Bürgerbewegung für Inklusion

Die Gemeinde Bötzingen befasst sich schon seit Jahren intensiv mit dem Thema der Inklusion im Alltag und hat in den letzten Jahren schon vieles unternommen, um die Teilhabe – vor allem von jungen – Menschen mit Behinderung zu verbessern.

Um die Inklusion in den Kommunen weiter auszubauen, wurde das Modellprojekt „Bürgerbewegung für Inklusion“ von der Akademie Himmelreich mit Unterstützung des Landkreises Breisgau-Hochschwarzwald sowie mit finanzieller Förderung durch das Sozialministerium Baden-Württemberg eingerichtet

Der Gemeinderat der Gemeinde Bötzingen hat beschlossen, die bestehende Inklusionsarbeit über das Modellprojekt „Bürgerbewegung für Inklusion“ fortzusetzen und hat eine Kooperation mit der Akademie im Hofgut Himmelreich abgeschlossen.
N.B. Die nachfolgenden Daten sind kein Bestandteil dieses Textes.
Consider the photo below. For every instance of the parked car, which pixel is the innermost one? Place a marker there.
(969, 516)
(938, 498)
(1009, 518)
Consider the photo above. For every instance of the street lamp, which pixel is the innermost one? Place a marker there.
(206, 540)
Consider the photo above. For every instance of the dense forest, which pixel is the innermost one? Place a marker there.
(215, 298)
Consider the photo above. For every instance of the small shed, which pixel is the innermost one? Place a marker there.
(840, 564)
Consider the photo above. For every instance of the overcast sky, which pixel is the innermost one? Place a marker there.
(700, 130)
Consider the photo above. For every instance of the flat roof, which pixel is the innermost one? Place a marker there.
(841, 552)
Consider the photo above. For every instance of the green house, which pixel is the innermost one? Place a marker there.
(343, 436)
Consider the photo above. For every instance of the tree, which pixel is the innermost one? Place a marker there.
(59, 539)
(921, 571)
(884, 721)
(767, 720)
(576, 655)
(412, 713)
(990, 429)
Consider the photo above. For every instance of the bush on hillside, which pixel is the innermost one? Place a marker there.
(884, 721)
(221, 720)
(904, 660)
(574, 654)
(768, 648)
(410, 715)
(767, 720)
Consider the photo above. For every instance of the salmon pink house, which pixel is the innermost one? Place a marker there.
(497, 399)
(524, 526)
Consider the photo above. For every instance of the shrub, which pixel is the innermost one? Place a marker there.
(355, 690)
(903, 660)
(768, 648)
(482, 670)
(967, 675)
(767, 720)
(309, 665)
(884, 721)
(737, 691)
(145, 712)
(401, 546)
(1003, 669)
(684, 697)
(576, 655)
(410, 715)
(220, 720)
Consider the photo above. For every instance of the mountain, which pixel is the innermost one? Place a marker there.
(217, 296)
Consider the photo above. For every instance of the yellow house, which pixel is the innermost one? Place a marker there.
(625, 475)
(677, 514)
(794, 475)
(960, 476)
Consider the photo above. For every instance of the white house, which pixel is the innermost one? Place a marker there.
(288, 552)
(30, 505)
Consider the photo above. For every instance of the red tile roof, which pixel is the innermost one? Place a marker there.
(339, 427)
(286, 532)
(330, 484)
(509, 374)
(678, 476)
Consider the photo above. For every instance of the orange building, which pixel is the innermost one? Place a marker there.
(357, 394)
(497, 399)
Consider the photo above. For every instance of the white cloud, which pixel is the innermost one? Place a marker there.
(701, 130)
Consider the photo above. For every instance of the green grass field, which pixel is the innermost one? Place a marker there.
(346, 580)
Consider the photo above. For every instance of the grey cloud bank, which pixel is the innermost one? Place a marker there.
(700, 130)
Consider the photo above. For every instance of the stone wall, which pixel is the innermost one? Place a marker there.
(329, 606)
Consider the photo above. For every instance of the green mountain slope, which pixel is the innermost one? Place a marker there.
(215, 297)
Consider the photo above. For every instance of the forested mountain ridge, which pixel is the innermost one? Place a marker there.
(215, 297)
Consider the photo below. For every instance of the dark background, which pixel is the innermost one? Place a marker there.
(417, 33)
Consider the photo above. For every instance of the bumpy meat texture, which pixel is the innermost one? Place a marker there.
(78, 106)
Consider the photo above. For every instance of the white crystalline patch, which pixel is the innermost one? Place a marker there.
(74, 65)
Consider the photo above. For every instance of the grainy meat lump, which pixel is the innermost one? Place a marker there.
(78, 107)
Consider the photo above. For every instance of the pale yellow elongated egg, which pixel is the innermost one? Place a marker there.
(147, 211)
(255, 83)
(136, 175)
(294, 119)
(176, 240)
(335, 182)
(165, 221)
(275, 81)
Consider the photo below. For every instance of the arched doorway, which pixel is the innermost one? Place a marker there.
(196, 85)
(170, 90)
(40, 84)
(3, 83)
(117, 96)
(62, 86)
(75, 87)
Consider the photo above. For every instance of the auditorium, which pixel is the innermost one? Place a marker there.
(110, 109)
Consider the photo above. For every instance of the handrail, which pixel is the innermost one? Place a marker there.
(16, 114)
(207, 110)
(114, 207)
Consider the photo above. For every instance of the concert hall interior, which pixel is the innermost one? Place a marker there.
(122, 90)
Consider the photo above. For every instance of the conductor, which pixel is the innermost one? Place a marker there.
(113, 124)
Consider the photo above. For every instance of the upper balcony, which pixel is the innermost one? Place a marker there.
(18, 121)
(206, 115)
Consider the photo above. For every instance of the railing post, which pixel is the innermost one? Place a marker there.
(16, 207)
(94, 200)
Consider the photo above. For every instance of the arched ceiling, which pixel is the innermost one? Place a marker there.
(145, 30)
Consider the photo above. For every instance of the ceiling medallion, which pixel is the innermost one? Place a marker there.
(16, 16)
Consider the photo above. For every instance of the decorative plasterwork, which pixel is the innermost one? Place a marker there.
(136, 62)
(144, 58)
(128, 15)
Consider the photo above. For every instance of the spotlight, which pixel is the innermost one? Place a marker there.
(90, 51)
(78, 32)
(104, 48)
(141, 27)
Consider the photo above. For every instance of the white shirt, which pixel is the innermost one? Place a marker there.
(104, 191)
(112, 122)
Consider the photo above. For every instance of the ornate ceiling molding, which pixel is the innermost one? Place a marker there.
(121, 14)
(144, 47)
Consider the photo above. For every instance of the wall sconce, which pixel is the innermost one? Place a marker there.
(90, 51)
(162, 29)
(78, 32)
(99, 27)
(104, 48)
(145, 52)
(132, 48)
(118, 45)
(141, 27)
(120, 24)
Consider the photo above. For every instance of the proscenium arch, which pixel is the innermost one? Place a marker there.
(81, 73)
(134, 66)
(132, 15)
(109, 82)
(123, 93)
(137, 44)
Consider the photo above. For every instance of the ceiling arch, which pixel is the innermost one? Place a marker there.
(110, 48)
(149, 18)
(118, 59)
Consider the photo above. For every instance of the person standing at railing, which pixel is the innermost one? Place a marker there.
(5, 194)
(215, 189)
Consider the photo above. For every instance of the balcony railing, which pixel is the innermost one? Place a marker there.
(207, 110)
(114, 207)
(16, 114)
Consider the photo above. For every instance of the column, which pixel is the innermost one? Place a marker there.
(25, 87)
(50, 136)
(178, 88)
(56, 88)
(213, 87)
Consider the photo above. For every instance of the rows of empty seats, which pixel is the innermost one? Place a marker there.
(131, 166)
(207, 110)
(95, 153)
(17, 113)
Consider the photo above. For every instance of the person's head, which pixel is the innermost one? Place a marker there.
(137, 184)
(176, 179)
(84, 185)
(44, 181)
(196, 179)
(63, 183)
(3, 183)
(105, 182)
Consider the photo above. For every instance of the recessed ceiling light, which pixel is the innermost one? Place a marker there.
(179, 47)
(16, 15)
Sinn dieses Projektes ist es, interessierte Bürgerinnen und Bürger für die Belange der Inklusion zu sensibilisieren und vor Ort tätig werden zu lassen

Damit soll die gleichberechtigte Teilhabe von Menschen mit Behinderungen am gesellschaftlichen Leben in der Kommune verbessert, das Zusammenleben von behinderten und nichtbehinderten Menschen optimiert und das Bewußtsein für Inklusion in den Köpfen der Bevölkerung gestärkt werden.

Auf den Aufruf, diese ehrenamtliche Aufgabe als Inklusionsvermittlerin in der Gemeinde wahrzunehmen, haben sich Frau Monika Jakob und Frau Christa Müller-Jogerst gemeldet. Beide haben bereits an den Schulungen der Akademie Himmelreich teilgenommen und haben inzwischen mit ihrer Tätigkeit begonnen.

Frau Monika Jakob wird federführend als kommunale Inklusionsvermittlerin tätig sein und dabei von Frau Müller-Jogerst unterstützt.

Falls Sie zum Thema Inklusion Fragen oder Anregungen haben, Hilfestellung brauchen oder Informationen benötigen, setzen Sie sich bitte mit Frau Monika Jakob in Verbindung.

Frau Monika Jakob ist telefonisch unter 07663/2697 oder unter der Email-Adresse inklusion@boetzingen.de erreichbar.

Bürgermeister Dieter Schneckenburger freut sich, dass sich mit Frau Monika Jakob und Frau Christa Müller-Jogerst zwei engagierte Bürgerinnen bereit erklärt haben, sich für die Inklusion im Alltag einzusetzen und wünscht ihnen viel Erfolg bei dieser Aufgabe.